I'll start by running a query against my round robin table:
SELECT [TotalSalesAmount] = SUM(SalesAmount) FROM dbo.FactInternetSales s INNER JOIN dbo.DimDate_RR d ON d.DateKey = s.OrderDateKey INNER JOIN dbo.DimSalesTerritory_RR t ON t.SalesTerritoryKey = s.SalesTerritoryKey WHERE d.FiscalYear = 2005 AND t.SalesTerritoryGroup = 'North America' OPTION (LABEL = 'STATEMENT:RRTableQuery');
Next, I will run the same query against my replicated table:
SELECT [TotalSalesAmount] = SUM(SalesAmount) FROM dbo.FactInternetSales s INNER JOIN dbo.DimDate_REPLICATED d ON d.DateKey = s.OrderDateKey INNER JOIN dbo.DimSalesTerritory_REPLICATED t ON t.SalesTerritoryKey = s.SalesTerritoryKey WHERE d.FiscalYear = 2005 AND t.SalesTerritoryGroup = 'North America' OPTION (LABEL = 'STATEMENT:ReplicatedTableQuery1');
Finally, I will compare the 2 queries by running this query, which uses the sys.dm_pdw_exec_requests DMV containing information about all requests currently or recently active in SQL DW, and the sys.dm_pdw_request_steps DMV, which contains information about all the steps that make up a given request or query.
SELECT step_index, operation_type FROM sys.dm_pdw_exec_requests er JOIN sys.dm_pdw_request_steps rs ON er.request_id = rs.request_id WHERE er.[label] = 'STATEMENT:RRTableQuery';
As I can see from the results, there are multiple move operations (indicating data movement) as specified by the operation type 'BroadcastMoveOperation', since DimDate_RR and DimSalesTerritory_RR use round-robin distribution.
I'll run the same query against my Replicated table next:
SELECT step_index, operation_type FROM sys.dm_pdw_exec_requests er JOIN sys.dm_pdw_request_steps rs ON er.request_id = rs.request_id WHERE er.[label] = 'STATEMENT:ReplicatedTableQuery1';
The results reveal no BroadcastMoveOperations, indicating that no more data movement.
Implementing Partitions
Partitions can have benefits to data maintenance and query performance.

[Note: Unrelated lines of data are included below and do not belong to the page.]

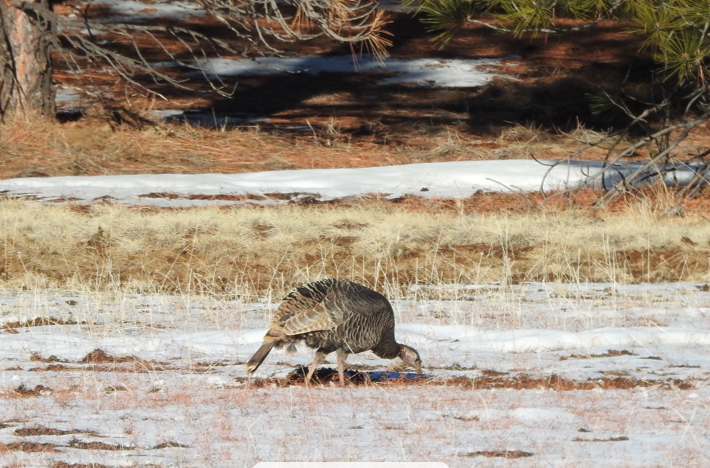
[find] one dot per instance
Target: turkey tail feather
(259, 356)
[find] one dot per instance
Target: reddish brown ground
(347, 120)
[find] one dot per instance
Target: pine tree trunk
(25, 60)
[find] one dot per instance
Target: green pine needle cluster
(678, 31)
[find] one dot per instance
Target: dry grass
(255, 251)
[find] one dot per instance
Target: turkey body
(339, 316)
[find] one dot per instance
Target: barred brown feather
(335, 315)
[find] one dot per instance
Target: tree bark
(25, 60)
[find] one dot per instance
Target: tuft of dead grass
(252, 251)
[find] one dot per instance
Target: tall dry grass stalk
(250, 251)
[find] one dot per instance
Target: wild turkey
(335, 315)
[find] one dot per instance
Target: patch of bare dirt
(489, 380)
(348, 120)
(28, 447)
(499, 454)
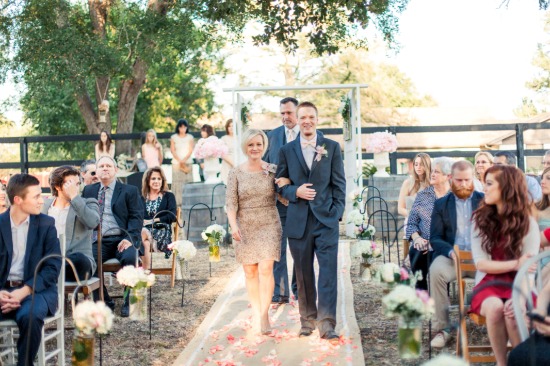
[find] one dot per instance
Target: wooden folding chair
(169, 271)
(465, 263)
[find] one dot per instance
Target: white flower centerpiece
(411, 306)
(136, 280)
(89, 318)
(184, 251)
(214, 235)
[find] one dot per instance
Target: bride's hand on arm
(282, 181)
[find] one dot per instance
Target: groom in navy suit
(316, 198)
(278, 138)
(27, 236)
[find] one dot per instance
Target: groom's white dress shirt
(309, 149)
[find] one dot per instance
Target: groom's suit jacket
(443, 224)
(41, 241)
(328, 179)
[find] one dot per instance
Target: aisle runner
(225, 336)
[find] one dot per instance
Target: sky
(464, 53)
(471, 52)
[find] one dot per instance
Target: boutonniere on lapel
(269, 169)
(321, 151)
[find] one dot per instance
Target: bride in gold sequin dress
(255, 224)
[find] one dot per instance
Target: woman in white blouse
(504, 236)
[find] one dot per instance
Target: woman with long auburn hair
(504, 236)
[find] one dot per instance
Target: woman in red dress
(504, 236)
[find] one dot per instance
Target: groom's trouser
(280, 269)
(322, 242)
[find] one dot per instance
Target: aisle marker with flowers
(136, 280)
(214, 235)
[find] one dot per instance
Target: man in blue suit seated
(316, 196)
(451, 225)
(120, 206)
(279, 137)
(27, 236)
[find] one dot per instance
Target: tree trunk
(128, 95)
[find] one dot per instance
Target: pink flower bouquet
(382, 142)
(210, 147)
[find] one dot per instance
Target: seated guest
(546, 160)
(483, 161)
(535, 349)
(504, 236)
(157, 198)
(542, 212)
(75, 217)
(4, 202)
(119, 207)
(420, 217)
(451, 225)
(417, 181)
(27, 236)
(533, 187)
(87, 171)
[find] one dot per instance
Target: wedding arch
(351, 131)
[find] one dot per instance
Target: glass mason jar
(83, 349)
(410, 338)
(138, 304)
(214, 252)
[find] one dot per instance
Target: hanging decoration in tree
(103, 109)
(345, 112)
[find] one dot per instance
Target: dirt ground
(174, 326)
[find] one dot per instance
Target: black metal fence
(27, 163)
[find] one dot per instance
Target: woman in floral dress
(255, 224)
(156, 198)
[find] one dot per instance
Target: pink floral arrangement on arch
(210, 147)
(382, 142)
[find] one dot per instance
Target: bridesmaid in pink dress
(151, 150)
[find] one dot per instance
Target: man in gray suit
(75, 217)
(316, 196)
(277, 139)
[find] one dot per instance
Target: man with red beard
(451, 225)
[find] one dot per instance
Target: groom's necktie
(101, 201)
(290, 136)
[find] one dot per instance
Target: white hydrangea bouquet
(136, 280)
(408, 303)
(90, 317)
(184, 250)
(411, 306)
(214, 235)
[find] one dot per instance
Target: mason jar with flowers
(89, 318)
(213, 235)
(411, 306)
(381, 144)
(211, 149)
(184, 251)
(136, 280)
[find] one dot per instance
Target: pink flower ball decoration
(382, 142)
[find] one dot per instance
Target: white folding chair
(9, 332)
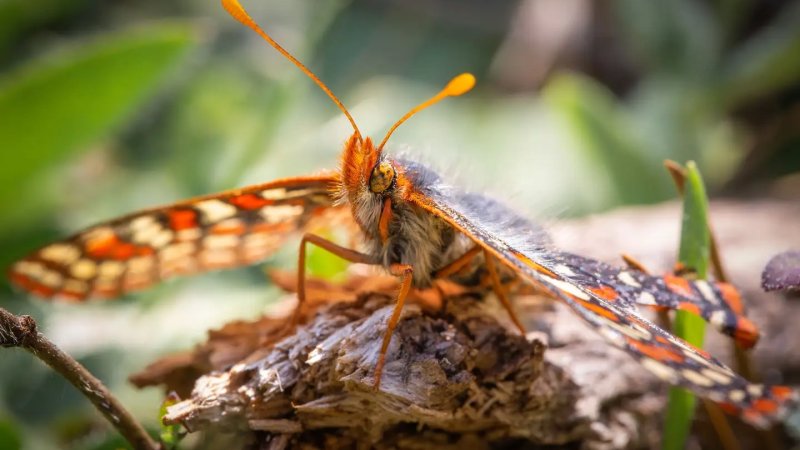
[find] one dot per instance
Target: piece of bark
(462, 378)
(456, 373)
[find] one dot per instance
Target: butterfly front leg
(497, 286)
(406, 274)
(342, 252)
(404, 271)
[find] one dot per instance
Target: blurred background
(107, 107)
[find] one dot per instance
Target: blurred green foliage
(108, 107)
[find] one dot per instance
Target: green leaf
(170, 435)
(324, 264)
(18, 16)
(604, 132)
(56, 107)
(694, 255)
(766, 63)
(10, 435)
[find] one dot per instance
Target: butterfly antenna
(459, 85)
(238, 12)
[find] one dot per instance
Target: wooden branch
(454, 373)
(461, 376)
(22, 332)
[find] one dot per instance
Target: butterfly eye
(381, 178)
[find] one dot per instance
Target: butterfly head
(366, 176)
(364, 168)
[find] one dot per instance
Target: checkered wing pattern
(234, 228)
(605, 301)
(718, 303)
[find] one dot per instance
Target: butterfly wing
(668, 357)
(230, 229)
(718, 303)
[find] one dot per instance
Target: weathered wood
(461, 377)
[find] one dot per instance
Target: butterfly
(420, 229)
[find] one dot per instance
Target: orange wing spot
(529, 262)
(679, 285)
(657, 353)
(782, 392)
(183, 219)
(746, 333)
(605, 292)
(765, 405)
(72, 295)
(236, 229)
(663, 340)
(597, 309)
(249, 201)
(731, 296)
(689, 307)
(728, 408)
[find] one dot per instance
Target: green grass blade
(694, 255)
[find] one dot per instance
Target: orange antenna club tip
(459, 85)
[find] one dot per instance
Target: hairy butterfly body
(419, 229)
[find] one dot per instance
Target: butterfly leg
(497, 286)
(342, 252)
(458, 264)
(405, 272)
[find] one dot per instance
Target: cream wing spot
(215, 210)
(628, 279)
(280, 213)
(61, 253)
(273, 194)
(162, 238)
(141, 265)
(566, 287)
(222, 241)
(51, 278)
(564, 270)
(696, 378)
(218, 258)
(174, 252)
(662, 371)
(77, 286)
(718, 377)
(110, 270)
(646, 298)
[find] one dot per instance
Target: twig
(20, 331)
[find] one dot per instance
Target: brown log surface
(461, 377)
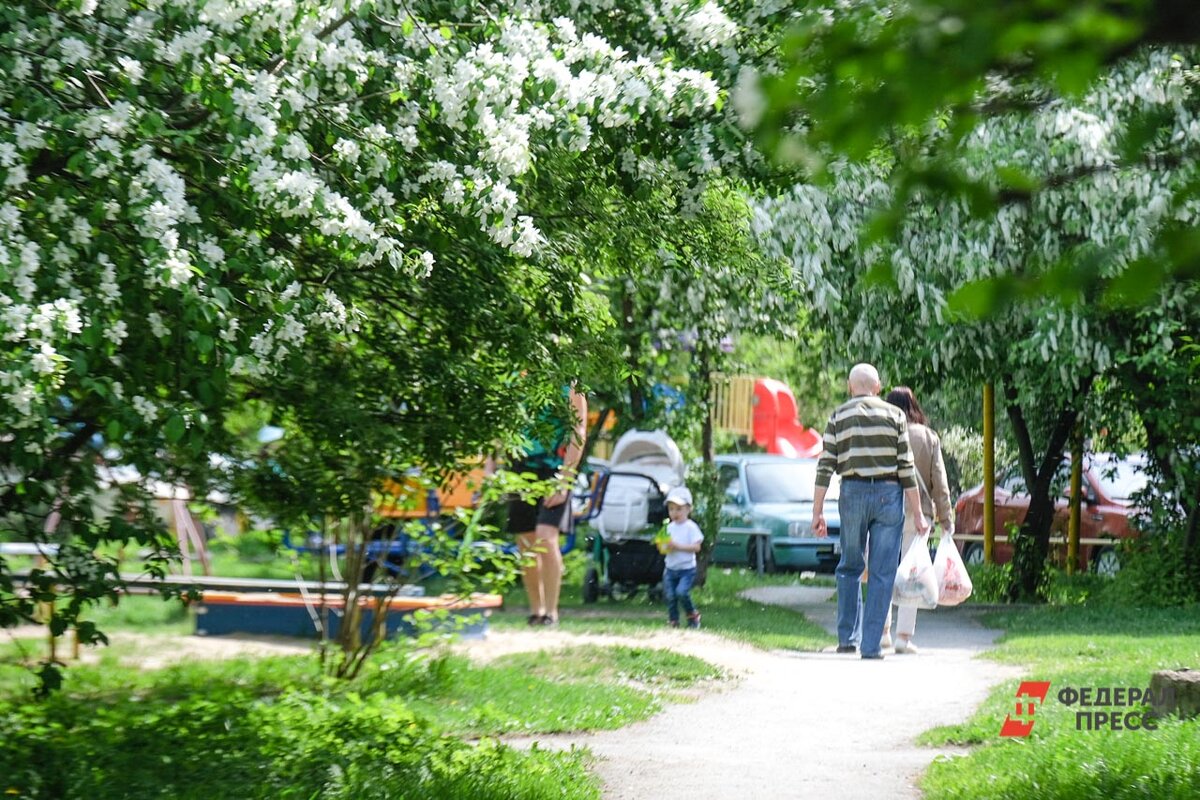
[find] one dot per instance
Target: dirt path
(795, 725)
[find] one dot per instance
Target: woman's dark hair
(904, 400)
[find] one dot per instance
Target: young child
(681, 560)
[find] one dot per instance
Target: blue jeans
(871, 513)
(677, 587)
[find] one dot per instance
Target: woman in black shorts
(538, 524)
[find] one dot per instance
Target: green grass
(1078, 647)
(725, 613)
(577, 689)
(276, 728)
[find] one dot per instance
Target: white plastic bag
(916, 583)
(953, 582)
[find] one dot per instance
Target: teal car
(769, 499)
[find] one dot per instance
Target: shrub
(990, 582)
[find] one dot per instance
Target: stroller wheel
(623, 591)
(592, 585)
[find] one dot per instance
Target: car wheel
(972, 554)
(592, 585)
(1107, 563)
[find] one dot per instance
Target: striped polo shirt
(867, 437)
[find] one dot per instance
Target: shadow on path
(802, 725)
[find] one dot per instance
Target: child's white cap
(679, 495)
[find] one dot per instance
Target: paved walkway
(805, 725)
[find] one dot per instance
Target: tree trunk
(1032, 545)
(636, 398)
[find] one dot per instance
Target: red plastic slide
(775, 426)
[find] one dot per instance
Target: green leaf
(976, 300)
(174, 428)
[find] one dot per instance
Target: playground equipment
(763, 410)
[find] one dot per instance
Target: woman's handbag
(953, 582)
(916, 582)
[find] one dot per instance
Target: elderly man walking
(867, 444)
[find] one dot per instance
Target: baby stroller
(645, 467)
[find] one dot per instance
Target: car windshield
(1120, 480)
(784, 482)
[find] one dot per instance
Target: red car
(1109, 483)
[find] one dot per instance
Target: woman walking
(935, 495)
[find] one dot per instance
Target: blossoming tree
(913, 301)
(335, 209)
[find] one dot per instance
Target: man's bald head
(864, 379)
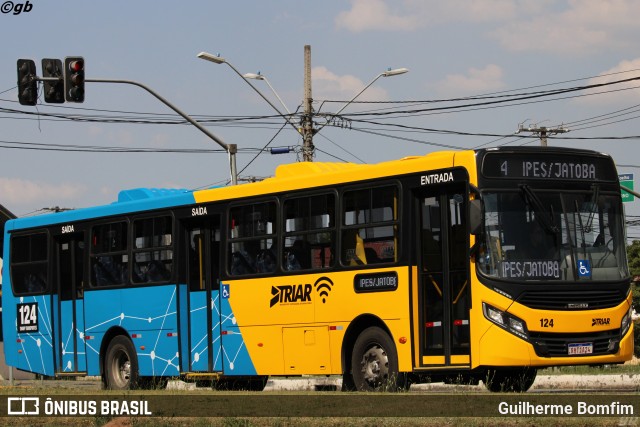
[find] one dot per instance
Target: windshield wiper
(545, 219)
(594, 207)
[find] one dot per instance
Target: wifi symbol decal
(323, 286)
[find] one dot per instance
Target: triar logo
(291, 294)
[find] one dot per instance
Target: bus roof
(134, 200)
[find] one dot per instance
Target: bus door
(203, 267)
(443, 265)
(69, 331)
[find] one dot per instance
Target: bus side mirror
(475, 216)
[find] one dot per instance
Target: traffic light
(27, 83)
(74, 79)
(53, 90)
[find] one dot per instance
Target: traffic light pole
(232, 149)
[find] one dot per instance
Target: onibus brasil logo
(301, 294)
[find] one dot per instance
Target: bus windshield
(534, 234)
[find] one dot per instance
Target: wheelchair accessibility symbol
(584, 268)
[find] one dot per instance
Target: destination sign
(376, 282)
(548, 166)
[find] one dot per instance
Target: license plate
(581, 348)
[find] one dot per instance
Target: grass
(630, 368)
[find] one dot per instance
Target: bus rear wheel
(120, 365)
(510, 380)
(374, 362)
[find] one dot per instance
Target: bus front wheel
(120, 365)
(374, 362)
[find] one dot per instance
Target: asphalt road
(543, 383)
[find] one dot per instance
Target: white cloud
(475, 81)
(21, 192)
(374, 15)
(409, 15)
(568, 27)
(582, 27)
(621, 93)
(328, 85)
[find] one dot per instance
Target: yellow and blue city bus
(458, 265)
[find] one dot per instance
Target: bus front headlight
(506, 321)
(626, 322)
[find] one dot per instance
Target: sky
(57, 155)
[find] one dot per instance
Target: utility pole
(307, 118)
(542, 131)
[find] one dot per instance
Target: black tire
(510, 380)
(374, 363)
(120, 365)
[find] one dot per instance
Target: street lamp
(259, 76)
(217, 59)
(389, 73)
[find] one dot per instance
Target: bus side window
(29, 263)
(109, 258)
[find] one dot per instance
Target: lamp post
(258, 76)
(389, 73)
(262, 77)
(216, 59)
(306, 129)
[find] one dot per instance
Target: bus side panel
(31, 350)
(235, 355)
(68, 330)
(149, 317)
(184, 327)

It can speed up the loading and archiving of data and query performance. Additionally, it enables the query optimizer to only access relevant partitions.
To demonstrate an example of partition switching, I will start by creating an Orders table partitioned by OrderDate:
IF OBJECT_ID('dbo.OrdersPartition', 'U') IS NOT NULL
DROP TABLE dbo.OrdersPartition;
GO
CREATE TABLE OrdersPartition (
OrderID int IDENTITY(1, 1) NOT NULL,
OrderDate datetime NOT NULL,
OrderDescription char(15) DEFAULT 'NewOrder'
) WITH (
CLUSTERED COLUMNSTORE INDEX,
DISTRIBUTION = ROUND_ROBIN,
PARTITION (
OrderDate RANGE RIGHT FOR
VALUES
(
'2017-02-05T00:00:00.000', '2017-02-12T00:00:00.000',
'2017-02-19T00:00:00.000', '2017-02-26T00:00:00.000',
'2017-03-05T00:00:00.000', '2017-03-12T00:00:00.000',
'2017-03-19T00:00:00.000'
)
)
);
GO
Next, I will enter records into the partition table:
SET NOCOUNT ON DECLARE @i INT SET @i = 1 DECLARE @date DATETIME SET @date = dateadd(mi,@i,'2017-02-05') WHILE (@i <= 10) BEGIN INSERT INTO [OrdersPartition] (OrderDate) SELECT @date INSERT INTO [OrdersPartition] (OrderDate) SELECT dateadd(week,1,@date) INSERT INTO [OrdersPartition] (OrderDate) SELECT dateadd(week,2,@date) INSERT INTO [OrdersPartition] (OrderDate) SELECT dateadd(week,3,@date) INSERT INTO [OrdersPartition] (OrderDate) SELECT dateadd(week,4,@date) INSERT INTO [OrdersPartition] (OrderDate) SELECT dateadd(week,5,@date) SET @i = @i+1; END
The following query will show the number of rows in each of the partitions that were created.
SELECT
o.name AS Table_name,
pnp.partition_number AS Partition_number,
sum(pnp.rows) AS Row_count
FROM
sys.pdw_nodes_partitions AS pnp
JOIN sys.pdw_nodes_tables AS NTables ON pnp.object_id = NTables.object_id
AND pnp.pdw_node_id = NTables.pdw_node_id
JOIN sys.pdw_table_mappings AS TMap ON NTables.name = TMap.physical_name
AND substring(TMap.physical_name, 40, 10) = pnp.distribution_id
JOIN sys.objects AS o ON TMap.object_id = o.object_id
WHERE
o.name in ('OrdersPartition')
GROUP BY
partition_number,
o.name,
pnp.data_compression_desc;
Next, I will create a table called Orders_Staging which will be used to switch data out of a partition in the production OrdersPartition table.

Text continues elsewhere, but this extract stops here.